Em primeiro lugar, a discriminação sobre hipotecas. A discriminação é real. Alguns bancos cobram por empréstimos aos afro-americanos mais do que cobram por empréstimos concedidos aos brancos com situações similares em notação de crédito. Alguns negam empréstimos a latinos ou a mulheres solteiras. E como sabemos disso? Porque os bancos têm que divulgar as informações sobre os empréstimos que eles fornecem em virtude do que se chama a lei Home Mortgage Disclosure Act, ou HMDA.

Utilizando os dados de HMDA, um novo relatório mostra que em 61 cidades diferentes em todo o país, era mais provável que os mutuários pertencentes a minorias tivessem uma hipoteca recusada do que os mutuários brancos com o mesmo rendimento. Mas este projeto de lei agora isenta 85% dos bancos de relatar dados da HMDA, tornando muito mais difícil descobrir e acabar com a discriminação.

A senadora Cortez Masto [democrata de Nevada] teve uma ótima ideia para responder a isso – colocar a HMDA fora deste projeto de lei. Deixem a HMDA em paz. E, se os autores deste projeto de lei queriam realmente resolver este problema, eles apoiariam a sua emenda e insistiriam que sem essa emenda, eles retirariam o seu apoio ao projeto de lei.

Mas agora os defensores do projeto de lei têm muito a esconder. Eles dizem que dos 85% dos bancos que não precisam de divulgar dados, se um deles reprova dois testes consecutivos sob o Community Reinvestment Act, eles terão que começar a reportar os dados discriminatórios. E se isso parecer que é um pequeno encobrimento, considere isto: os bancos são testados no máximo de três em três anos, o que significa que levaria seis anos de discriminação para serem reprovados duas vezes. Este encobrimento é tão fino que é praticamente invisível.

Agora, para alguns dos encobrimentos para o que estão a fazer relativamente à proteção ao consumidor. Os problemas são reais – são apenas as soluções que são falsas.
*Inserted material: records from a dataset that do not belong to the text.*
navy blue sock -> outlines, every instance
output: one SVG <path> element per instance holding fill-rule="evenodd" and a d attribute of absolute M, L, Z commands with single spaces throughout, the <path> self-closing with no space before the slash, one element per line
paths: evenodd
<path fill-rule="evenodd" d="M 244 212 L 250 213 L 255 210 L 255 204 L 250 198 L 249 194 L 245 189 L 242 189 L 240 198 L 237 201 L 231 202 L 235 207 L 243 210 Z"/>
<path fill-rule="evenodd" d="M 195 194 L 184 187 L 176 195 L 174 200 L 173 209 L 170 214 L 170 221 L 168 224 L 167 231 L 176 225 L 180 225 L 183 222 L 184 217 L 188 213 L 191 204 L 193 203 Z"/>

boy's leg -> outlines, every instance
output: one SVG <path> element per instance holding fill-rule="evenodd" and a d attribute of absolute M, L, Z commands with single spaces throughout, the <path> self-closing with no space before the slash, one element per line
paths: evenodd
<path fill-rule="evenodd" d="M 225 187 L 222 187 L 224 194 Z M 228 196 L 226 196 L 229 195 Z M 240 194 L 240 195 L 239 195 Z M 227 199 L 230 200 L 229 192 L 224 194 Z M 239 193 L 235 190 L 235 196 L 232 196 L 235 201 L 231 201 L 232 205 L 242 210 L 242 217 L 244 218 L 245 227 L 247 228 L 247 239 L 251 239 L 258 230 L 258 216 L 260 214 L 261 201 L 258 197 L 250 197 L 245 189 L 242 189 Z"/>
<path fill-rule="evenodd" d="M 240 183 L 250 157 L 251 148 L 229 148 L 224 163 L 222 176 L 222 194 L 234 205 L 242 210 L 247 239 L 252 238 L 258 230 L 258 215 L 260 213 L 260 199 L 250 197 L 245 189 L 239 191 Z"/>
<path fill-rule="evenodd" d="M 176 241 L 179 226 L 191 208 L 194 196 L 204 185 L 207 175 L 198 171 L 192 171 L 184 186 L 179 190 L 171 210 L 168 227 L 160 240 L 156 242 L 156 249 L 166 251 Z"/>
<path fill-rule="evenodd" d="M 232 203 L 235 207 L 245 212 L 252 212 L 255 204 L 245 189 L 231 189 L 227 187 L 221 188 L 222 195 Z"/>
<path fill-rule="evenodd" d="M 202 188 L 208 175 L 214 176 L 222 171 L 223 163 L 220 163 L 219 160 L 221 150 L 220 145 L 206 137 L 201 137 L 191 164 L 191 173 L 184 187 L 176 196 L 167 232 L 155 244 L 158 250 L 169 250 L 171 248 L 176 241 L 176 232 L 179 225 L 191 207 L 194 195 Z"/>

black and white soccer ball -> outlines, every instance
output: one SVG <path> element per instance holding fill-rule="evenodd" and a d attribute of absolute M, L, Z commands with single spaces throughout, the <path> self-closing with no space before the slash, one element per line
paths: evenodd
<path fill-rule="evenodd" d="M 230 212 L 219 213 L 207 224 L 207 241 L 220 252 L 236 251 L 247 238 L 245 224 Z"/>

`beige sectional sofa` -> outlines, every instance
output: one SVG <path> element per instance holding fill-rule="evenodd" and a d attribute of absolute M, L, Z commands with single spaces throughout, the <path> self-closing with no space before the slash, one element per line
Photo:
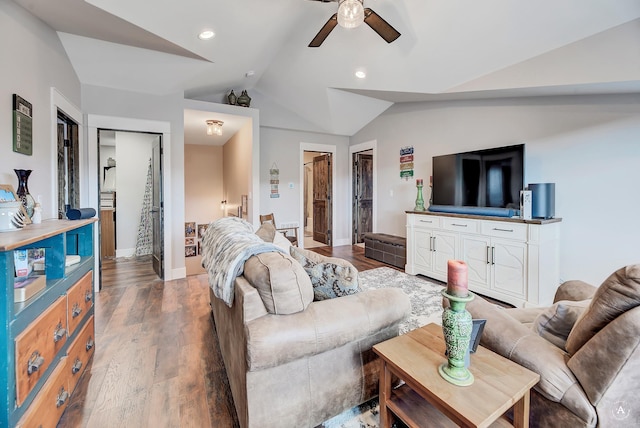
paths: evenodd
<path fill-rule="evenodd" d="M 229 307 L 211 308 L 240 426 L 314 427 L 378 393 L 371 347 L 398 334 L 408 297 L 381 289 L 313 300 L 288 254 L 252 256 Z"/>
<path fill-rule="evenodd" d="M 540 374 L 532 427 L 638 427 L 640 264 L 599 287 L 568 281 L 549 308 L 501 309 L 476 298 L 481 345 Z"/>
Por exemplo, há uma disposição para lidar com empréstimos privados concedidos pelos bancos aos estudantes. Nesta diz-se que se um tomador de empréstimo estudantil morre, então o banco não pode ir atrás do fiador do empréstimo para o saldo total. Isto parece-nos bem, até cada um de nós ler as letras pequeninas. Os cônjuges não contam, portanto os bancos ainda estarão livres para andarem à caça de viúvas e viúvos para liquidação dos saldos dos seus cônjuges falecidos. E o empréstimo não é perdoado. Isso significa que o banco ainda pode ir atrás de propriedades dos devedores falecidos para o empréstimo – talvez para levar a sua metade da casa ou o que estiver na conta corrente. Isto é um pesadelo para uma família em situação de luto – mas parece estar perfeitamente bem sob a emenda proposta com a fina película a esconder os objetivos pretendidos.

E nalguns casos, nem são as falsas emendas que fingem resolver os problemas existentes neste projeto de lei – são tão somente novas disposições para criar novos problemas.

Como uma nova seção que abre um grande buraco na capacidade dos reguladores em exigirem que os bancos mantenham capital para resposta a problemas com imóveis comerciais. Alguém se lembra hoje de que os investimentos arriscados em imóveis comerciais foram um fator no fracasso do Bear Stearns há 10 anos atrás? Alguém se lembra que, seis meses depois, as perdas de imóveis comerciais ajudariam a explodir o Lehman Brothers? Acho que não – pelo menos não aqui no Congresso – porque, dez anos depois, o Congresso queria permitir que os bancos beneficiassem de mais uma correção sobre o imobiliário comercial, ou seja que ficassem com menos supervisão.

Bancos de todas as dimensões estão a obter lucros recordes. Apenas em Washington as pessoas acham que é hora de abandonar as proteções que nos mantiveram em segurança durante uma década – tudo isso para que esses mesmos bancos possam ganhar ainda mais dinheiro. É a mesma mentalidade que preparou o cenário para a crise das Caixas de Poupança e Crédito ( Loans and Saving) no final dos anos 80 e para a crise financeira de 2008.

As famílias trabalhadoras da América vão pagar um alto preço se cometermos os mesmos erros novamente. Não é tarde demais. Devemos parar este projeto de lei de modo a que não se transforme em lei.